For the last point, the document provides additional examples to illustrate the approach to be applied. 

  1. If due to the use of the device a study participant will be exposed to additional risks, including the cases when the device is intended to support or sustain human life, such a study should be considered SR. 
  2. The study of an extended wear contact lens is SR because wearing the lens continuously overnight while sleeping presents a potential for injuries not normally seen with daily wear lenses, which are NSR. 

 

Documenting the Determination 

By the virtue of the present guidance, the authority also describes how an institutional review board should document its SR or NSR determination. As it was mentioned before, all such determinations should be duly documented. In particular, the decision should be reflected in the respective meeting minutes containing a proper justification for the determination made, as well as additional documentation the determination is based on (e.g., a copy of the approval granted by the FDA for an IDE application related to the device in question). In case of an NSR determination, the documentation may include FDA’s NSR determination where the agency has made the determination (FDA will issue an NSR letter upon written request). 

 

Exempt Studies 

The scope of the guidance also covers the aspects related to medical device studies that are exempt from the requirements of the IDE regulations. As explained by the FDA, in such a case, the institutional review board should not determine the regulatory status of a study (SR or NSR). At the same time, it would still have to assess the study as set forth by the applicable regulations before it will be commenced. 
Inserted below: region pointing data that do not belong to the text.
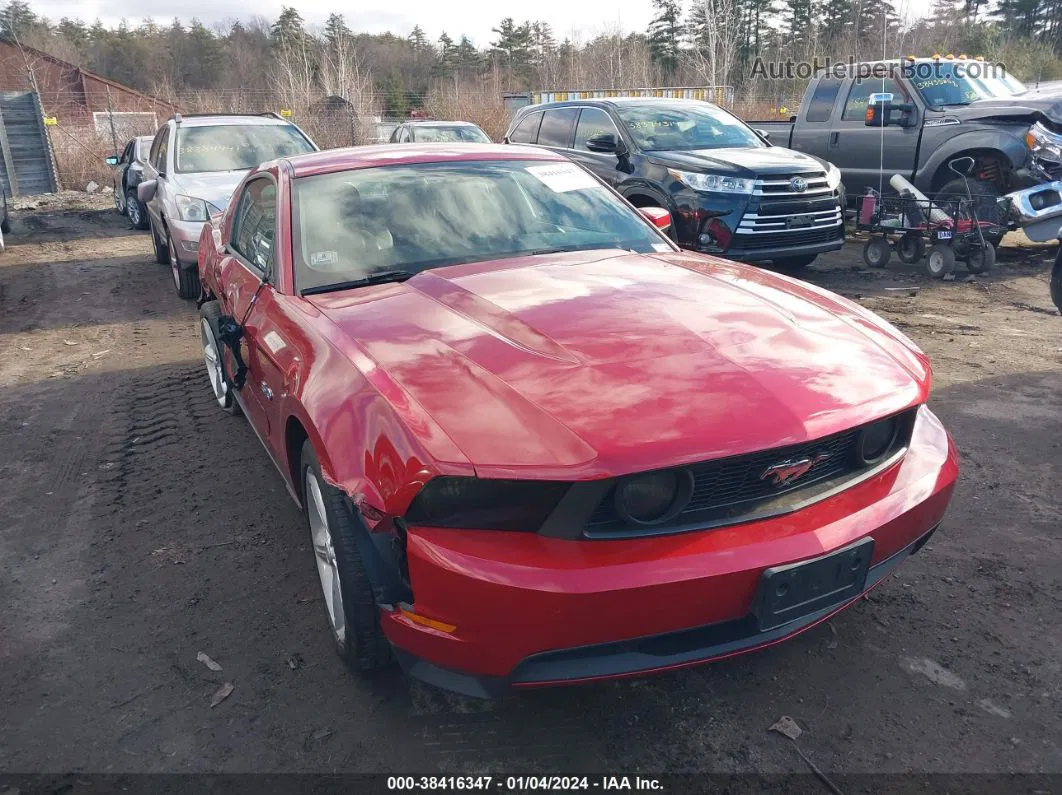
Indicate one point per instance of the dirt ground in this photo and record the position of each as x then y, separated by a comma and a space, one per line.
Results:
140, 526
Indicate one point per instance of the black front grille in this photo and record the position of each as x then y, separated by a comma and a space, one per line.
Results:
734, 489
781, 239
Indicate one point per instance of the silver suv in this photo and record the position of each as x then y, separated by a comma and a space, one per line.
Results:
194, 165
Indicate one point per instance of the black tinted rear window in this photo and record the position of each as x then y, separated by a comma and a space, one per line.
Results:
822, 101
557, 126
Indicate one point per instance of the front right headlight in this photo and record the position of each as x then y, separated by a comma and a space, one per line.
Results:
713, 183
194, 209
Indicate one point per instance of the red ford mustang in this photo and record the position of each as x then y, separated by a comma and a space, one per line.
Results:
537, 444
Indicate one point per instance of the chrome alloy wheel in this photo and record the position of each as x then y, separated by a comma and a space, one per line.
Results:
211, 356
325, 553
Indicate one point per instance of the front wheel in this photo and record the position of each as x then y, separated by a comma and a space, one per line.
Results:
135, 210
186, 279
940, 261
349, 606
876, 253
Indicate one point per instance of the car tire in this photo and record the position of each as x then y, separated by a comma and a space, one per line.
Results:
135, 210
161, 252
792, 264
876, 253
980, 259
213, 358
911, 248
346, 590
1057, 281
185, 279
985, 195
940, 260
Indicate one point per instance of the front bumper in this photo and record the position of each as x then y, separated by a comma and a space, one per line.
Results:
725, 225
531, 610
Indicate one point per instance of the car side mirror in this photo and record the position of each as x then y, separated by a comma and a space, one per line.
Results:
657, 217
962, 166
603, 142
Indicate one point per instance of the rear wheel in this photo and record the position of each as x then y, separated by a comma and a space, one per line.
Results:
349, 606
212, 357
161, 252
940, 261
876, 253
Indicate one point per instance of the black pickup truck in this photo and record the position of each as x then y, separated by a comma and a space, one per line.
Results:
926, 113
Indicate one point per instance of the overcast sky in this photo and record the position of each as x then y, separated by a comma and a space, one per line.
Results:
474, 19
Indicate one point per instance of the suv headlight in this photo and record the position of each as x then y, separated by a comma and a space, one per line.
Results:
713, 183
833, 176
1043, 142
194, 209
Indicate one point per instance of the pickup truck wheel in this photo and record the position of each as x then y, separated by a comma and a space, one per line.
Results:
911, 248
940, 261
1057, 281
980, 259
876, 253
791, 264
985, 205
352, 610
135, 210
212, 351
161, 252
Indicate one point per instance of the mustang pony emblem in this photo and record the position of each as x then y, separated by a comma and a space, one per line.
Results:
787, 471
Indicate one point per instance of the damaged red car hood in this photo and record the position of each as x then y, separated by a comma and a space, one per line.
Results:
602, 363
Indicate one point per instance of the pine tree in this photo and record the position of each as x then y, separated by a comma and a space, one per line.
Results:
665, 34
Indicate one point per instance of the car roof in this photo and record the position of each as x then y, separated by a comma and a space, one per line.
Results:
439, 123
400, 154
616, 101
225, 120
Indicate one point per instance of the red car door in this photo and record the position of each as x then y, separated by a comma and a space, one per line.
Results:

In this respect, the authority also describes several important concepts used in the context of such determinations, namely:

  • Minimal risk – a term used in the IRB regulations in part to identify certain studies that IRBs may approve through an expedited review procedure. 
  • Approval decision, which is different from SR/NSR determination. According to the guidance, the judgment about whether a study poses a significant risk or nonsignificant risk is based on the significance of the potential harm that may result from participation in the study, including the use of the device; whereas the IRB’s decision to approve a study for implementation is based on the study’s risk-benefit assessment. 

In summary, the present FDA guidance describes the approach institutional review boards should apply when assessing clinical studies and making determinations on the significance of risks associated thereto. The document also outlines the responsibilities of IRBs and clarifies certain important aspects related to the determination of the regulatory status of a medical device study.